Il calo congiunturale delle vendite verso i paesi extra Ue è determinato dai beni di consumo (-6,1%) e dai prodotti intermedi (-2,7%), mentre l’energia (+17,6%) e i beni strumentali (+4,9%) registrano una crescita sostenuta.
Dal lato dell’import la flessione congiunturale è estesa a tutti i raggruppamenti principali di beni, esclusa l’energia (+6,7%). Gli acquisti di beni di consumo sono in forte calo (-4,8%).
Nell’ultimo trimestre, la dinamica congiunturale dell’export verso i paesi extra Ue si conferma negativa (-2,9%); tuttavia, al netto della componente energetica (-37,5%) la diminuzione è meno marcata (-1,3%).

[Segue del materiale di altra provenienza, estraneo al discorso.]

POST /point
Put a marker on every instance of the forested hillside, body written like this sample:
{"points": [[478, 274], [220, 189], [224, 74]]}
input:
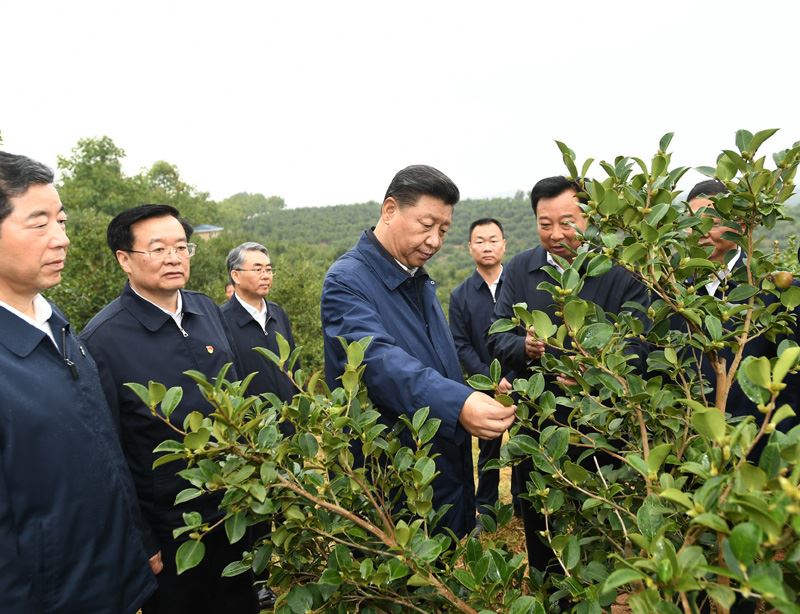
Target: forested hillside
{"points": [[303, 242]]}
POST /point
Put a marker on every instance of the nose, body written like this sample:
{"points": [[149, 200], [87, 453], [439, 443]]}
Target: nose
{"points": [[59, 240]]}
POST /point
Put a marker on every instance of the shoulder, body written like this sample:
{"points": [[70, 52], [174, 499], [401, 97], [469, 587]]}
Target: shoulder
{"points": [[103, 318]]}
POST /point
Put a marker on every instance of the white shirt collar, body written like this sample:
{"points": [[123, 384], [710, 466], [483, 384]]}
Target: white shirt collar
{"points": [[42, 311], [177, 316], [259, 315]]}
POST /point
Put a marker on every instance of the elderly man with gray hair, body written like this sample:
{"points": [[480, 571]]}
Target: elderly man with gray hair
{"points": [[255, 322]]}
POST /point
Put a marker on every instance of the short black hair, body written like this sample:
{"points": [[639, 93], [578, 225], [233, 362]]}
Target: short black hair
{"points": [[17, 174], [421, 180], [708, 188], [550, 187], [119, 234], [482, 222]]}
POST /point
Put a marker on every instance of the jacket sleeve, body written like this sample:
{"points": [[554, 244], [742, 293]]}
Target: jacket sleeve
{"points": [[15, 584], [471, 363], [509, 347], [149, 539], [395, 379]]}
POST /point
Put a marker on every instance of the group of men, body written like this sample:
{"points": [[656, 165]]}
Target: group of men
{"points": [[86, 522]]}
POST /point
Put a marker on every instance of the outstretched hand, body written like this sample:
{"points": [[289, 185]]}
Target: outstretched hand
{"points": [[484, 417]]}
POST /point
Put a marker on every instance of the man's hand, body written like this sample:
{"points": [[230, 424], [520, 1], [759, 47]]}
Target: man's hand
{"points": [[504, 387], [484, 417], [156, 565], [534, 348]]}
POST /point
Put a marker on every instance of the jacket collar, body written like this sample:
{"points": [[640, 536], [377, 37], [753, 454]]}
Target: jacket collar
{"points": [[382, 262], [242, 317], [476, 281], [537, 258], [150, 316], [20, 337]]}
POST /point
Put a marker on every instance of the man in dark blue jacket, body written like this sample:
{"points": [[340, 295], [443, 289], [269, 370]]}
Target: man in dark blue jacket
{"points": [[471, 308], [380, 289], [255, 322], [555, 202], [155, 331], [68, 537]]}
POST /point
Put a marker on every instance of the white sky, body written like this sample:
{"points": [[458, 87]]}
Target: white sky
{"points": [[322, 102]]}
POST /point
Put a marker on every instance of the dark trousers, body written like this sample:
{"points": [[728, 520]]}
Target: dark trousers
{"points": [[202, 589], [486, 495]]}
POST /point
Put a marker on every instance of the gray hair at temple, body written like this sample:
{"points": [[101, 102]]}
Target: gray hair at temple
{"points": [[17, 174], [236, 255]]}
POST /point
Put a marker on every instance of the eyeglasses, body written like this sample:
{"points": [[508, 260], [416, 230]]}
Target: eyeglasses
{"points": [[161, 253], [259, 270]]}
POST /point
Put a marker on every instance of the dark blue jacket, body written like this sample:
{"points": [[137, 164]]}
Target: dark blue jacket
{"points": [[68, 539], [471, 309], [132, 340], [247, 334], [524, 273], [411, 362]]}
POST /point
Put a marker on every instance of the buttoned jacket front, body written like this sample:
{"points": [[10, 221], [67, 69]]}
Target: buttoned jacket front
{"points": [[132, 340], [69, 541], [411, 362]]}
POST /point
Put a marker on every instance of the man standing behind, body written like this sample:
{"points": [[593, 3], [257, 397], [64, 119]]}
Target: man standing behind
{"points": [[471, 308], [68, 540], [380, 289], [254, 321], [559, 221], [155, 331]]}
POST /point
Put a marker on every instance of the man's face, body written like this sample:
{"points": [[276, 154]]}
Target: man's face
{"points": [[487, 245], [415, 233], [714, 239], [255, 280], [151, 275], [33, 243], [556, 220]]}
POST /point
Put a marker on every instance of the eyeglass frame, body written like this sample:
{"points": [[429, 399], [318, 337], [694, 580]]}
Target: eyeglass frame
{"points": [[191, 250], [269, 270]]}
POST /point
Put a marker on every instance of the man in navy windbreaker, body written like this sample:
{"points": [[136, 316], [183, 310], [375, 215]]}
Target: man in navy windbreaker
{"points": [[155, 330], [68, 537], [381, 290]]}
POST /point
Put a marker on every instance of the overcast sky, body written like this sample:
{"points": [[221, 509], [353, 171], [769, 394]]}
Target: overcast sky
{"points": [[322, 102]]}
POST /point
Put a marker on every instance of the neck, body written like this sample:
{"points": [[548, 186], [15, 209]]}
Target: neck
{"points": [[255, 301], [383, 239], [22, 302], [166, 300], [489, 274]]}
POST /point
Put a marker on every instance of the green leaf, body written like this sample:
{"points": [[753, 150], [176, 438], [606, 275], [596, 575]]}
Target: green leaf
{"points": [[709, 423], [575, 314], [758, 370], [621, 577], [786, 361], [790, 298], [745, 540], [657, 456], [170, 400], [712, 521], [189, 555], [595, 336], [676, 496], [526, 605], [543, 327], [235, 526]]}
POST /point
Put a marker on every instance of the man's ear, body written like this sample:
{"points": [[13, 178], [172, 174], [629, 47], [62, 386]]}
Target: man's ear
{"points": [[124, 259], [389, 209]]}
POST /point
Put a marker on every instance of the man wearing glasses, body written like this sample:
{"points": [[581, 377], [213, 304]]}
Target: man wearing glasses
{"points": [[255, 322], [155, 330]]}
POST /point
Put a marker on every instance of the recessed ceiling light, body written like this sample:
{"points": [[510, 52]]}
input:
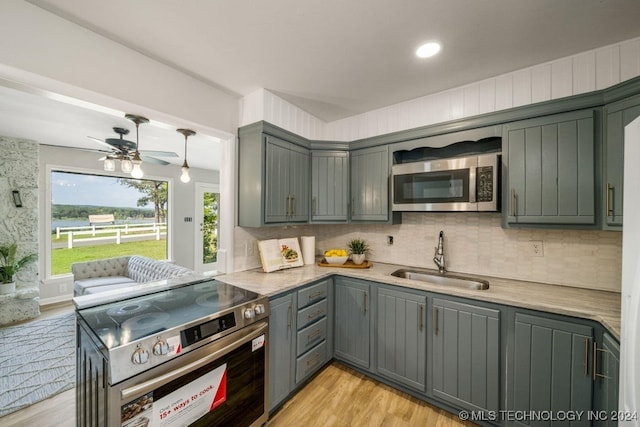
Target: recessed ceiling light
{"points": [[428, 49]]}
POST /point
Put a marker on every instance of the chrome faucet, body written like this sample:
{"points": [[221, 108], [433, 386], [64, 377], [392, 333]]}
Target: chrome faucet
{"points": [[438, 257]]}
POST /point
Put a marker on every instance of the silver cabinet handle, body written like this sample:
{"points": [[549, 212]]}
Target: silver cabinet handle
{"points": [[435, 321], [610, 209], [595, 374]]}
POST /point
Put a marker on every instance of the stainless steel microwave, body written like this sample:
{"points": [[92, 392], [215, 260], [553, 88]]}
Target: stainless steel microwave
{"points": [[468, 183]]}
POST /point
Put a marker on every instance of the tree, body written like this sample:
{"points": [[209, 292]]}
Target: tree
{"points": [[210, 227], [155, 192]]}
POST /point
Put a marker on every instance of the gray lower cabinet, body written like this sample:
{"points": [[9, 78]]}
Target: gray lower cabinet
{"points": [[466, 355], [549, 169], [281, 348], [313, 327], [606, 381], [329, 186], [551, 368], [618, 115], [370, 169], [352, 330], [402, 337]]}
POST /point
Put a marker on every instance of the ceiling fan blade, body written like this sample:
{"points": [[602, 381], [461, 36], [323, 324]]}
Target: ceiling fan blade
{"points": [[99, 141], [159, 153], [153, 160]]}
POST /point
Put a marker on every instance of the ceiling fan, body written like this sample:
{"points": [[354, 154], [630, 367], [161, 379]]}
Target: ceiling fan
{"points": [[127, 151]]}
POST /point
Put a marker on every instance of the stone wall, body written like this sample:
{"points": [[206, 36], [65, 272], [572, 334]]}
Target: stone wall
{"points": [[19, 171]]}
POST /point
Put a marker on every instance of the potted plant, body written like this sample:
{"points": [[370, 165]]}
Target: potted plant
{"points": [[10, 266], [359, 249]]}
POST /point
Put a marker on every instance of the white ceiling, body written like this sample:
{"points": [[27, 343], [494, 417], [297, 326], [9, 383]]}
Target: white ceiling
{"points": [[332, 58]]}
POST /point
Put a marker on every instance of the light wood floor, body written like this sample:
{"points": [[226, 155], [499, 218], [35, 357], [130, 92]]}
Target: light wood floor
{"points": [[342, 397], [338, 396]]}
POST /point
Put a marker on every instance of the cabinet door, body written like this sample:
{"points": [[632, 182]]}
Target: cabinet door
{"points": [[466, 355], [402, 337], [329, 186], [551, 366], [370, 184], [277, 179], [281, 349], [299, 184], [607, 381], [550, 167], [618, 116], [352, 321]]}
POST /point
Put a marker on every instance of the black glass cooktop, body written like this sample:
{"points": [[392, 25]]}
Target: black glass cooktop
{"points": [[120, 323]]}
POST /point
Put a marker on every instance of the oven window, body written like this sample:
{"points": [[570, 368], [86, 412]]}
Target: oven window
{"points": [[432, 187], [233, 387]]}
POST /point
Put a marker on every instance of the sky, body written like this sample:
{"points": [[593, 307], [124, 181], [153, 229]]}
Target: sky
{"points": [[78, 189]]}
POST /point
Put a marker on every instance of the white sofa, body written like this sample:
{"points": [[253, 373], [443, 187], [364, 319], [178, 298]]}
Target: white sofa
{"points": [[116, 273]]}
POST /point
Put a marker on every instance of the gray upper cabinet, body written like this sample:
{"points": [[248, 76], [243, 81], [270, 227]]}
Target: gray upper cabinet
{"points": [[273, 178], [286, 182], [329, 186], [618, 115], [466, 355], [551, 367], [352, 333], [550, 170], [402, 337], [370, 184]]}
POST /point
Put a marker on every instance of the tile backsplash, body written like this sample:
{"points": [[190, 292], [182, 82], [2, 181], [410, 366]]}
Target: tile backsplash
{"points": [[474, 243]]}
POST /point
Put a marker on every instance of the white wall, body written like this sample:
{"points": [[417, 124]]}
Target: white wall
{"points": [[586, 72], [42, 50], [181, 198]]}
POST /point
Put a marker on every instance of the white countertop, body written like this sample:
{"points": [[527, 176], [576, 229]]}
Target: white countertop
{"points": [[601, 306]]}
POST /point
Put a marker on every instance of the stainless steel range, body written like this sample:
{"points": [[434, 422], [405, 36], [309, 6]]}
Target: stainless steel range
{"points": [[193, 355]]}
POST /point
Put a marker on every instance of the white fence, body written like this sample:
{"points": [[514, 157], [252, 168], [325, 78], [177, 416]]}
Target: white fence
{"points": [[146, 231]]}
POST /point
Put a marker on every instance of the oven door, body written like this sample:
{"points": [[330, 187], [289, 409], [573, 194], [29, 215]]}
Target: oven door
{"points": [[438, 185], [222, 383]]}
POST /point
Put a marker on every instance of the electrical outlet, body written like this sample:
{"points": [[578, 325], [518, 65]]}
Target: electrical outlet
{"points": [[535, 248]]}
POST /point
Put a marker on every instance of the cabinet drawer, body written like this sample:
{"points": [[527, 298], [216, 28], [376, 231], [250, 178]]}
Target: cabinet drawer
{"points": [[311, 362], [312, 313], [312, 294], [311, 335]]}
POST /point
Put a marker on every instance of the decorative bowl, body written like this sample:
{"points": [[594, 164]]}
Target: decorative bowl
{"points": [[336, 259]]}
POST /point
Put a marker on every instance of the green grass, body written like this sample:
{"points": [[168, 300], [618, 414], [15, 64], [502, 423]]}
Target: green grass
{"points": [[61, 259]]}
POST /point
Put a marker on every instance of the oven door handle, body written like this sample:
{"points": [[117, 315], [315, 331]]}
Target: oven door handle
{"points": [[228, 344]]}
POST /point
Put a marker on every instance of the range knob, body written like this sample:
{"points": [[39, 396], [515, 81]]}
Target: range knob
{"points": [[259, 309], [160, 348], [140, 356]]}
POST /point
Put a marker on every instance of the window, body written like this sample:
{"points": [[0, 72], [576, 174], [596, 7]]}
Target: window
{"points": [[97, 216]]}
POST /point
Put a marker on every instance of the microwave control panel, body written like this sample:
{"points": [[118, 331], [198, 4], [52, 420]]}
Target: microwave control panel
{"points": [[484, 185]]}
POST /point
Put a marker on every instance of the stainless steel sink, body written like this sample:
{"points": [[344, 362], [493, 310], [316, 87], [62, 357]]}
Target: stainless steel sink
{"points": [[446, 279]]}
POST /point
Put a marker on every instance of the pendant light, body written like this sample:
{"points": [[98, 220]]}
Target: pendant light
{"points": [[185, 166], [136, 171]]}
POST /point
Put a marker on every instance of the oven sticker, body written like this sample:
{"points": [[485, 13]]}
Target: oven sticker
{"points": [[192, 401], [175, 346], [138, 412], [257, 343]]}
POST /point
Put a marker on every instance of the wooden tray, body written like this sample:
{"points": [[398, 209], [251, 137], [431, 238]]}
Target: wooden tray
{"points": [[348, 264]]}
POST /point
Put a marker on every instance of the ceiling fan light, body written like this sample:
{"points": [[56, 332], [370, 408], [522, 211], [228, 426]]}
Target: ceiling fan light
{"points": [[109, 164], [126, 165], [137, 172]]}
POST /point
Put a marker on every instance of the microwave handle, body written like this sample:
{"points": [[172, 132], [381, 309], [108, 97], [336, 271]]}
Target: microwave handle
{"points": [[472, 184]]}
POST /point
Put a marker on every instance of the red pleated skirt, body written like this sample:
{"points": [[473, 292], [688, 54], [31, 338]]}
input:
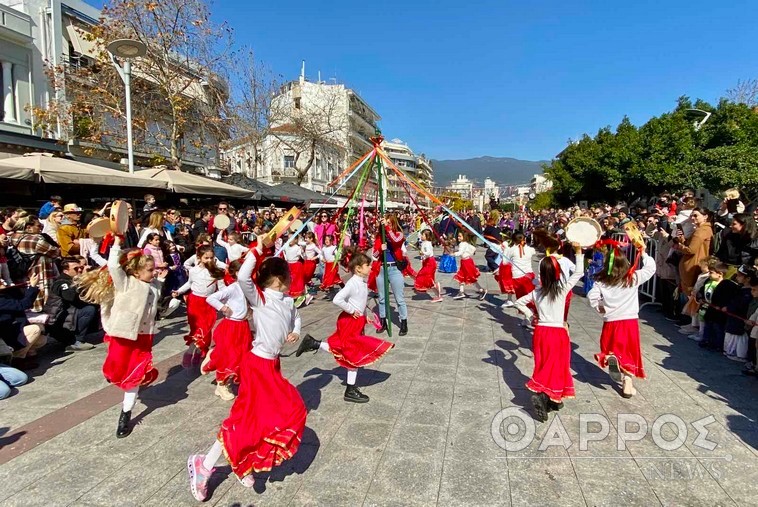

La contrazione delle esportazioni su base annua (-5,2%) riguarda tutti i raggruppamenti principali di beni ed è particolarmente marcata per l’energia (-42,6%). Anche le importazioni sono in forte calo (-11%), imputabile alla componente energetica (-30,8%) e, in misura meno intensa, ai prodotti intermedi (-8,3%). Soltanto i beni strumentali registrano un’espansione degli acquisti (+2,3%).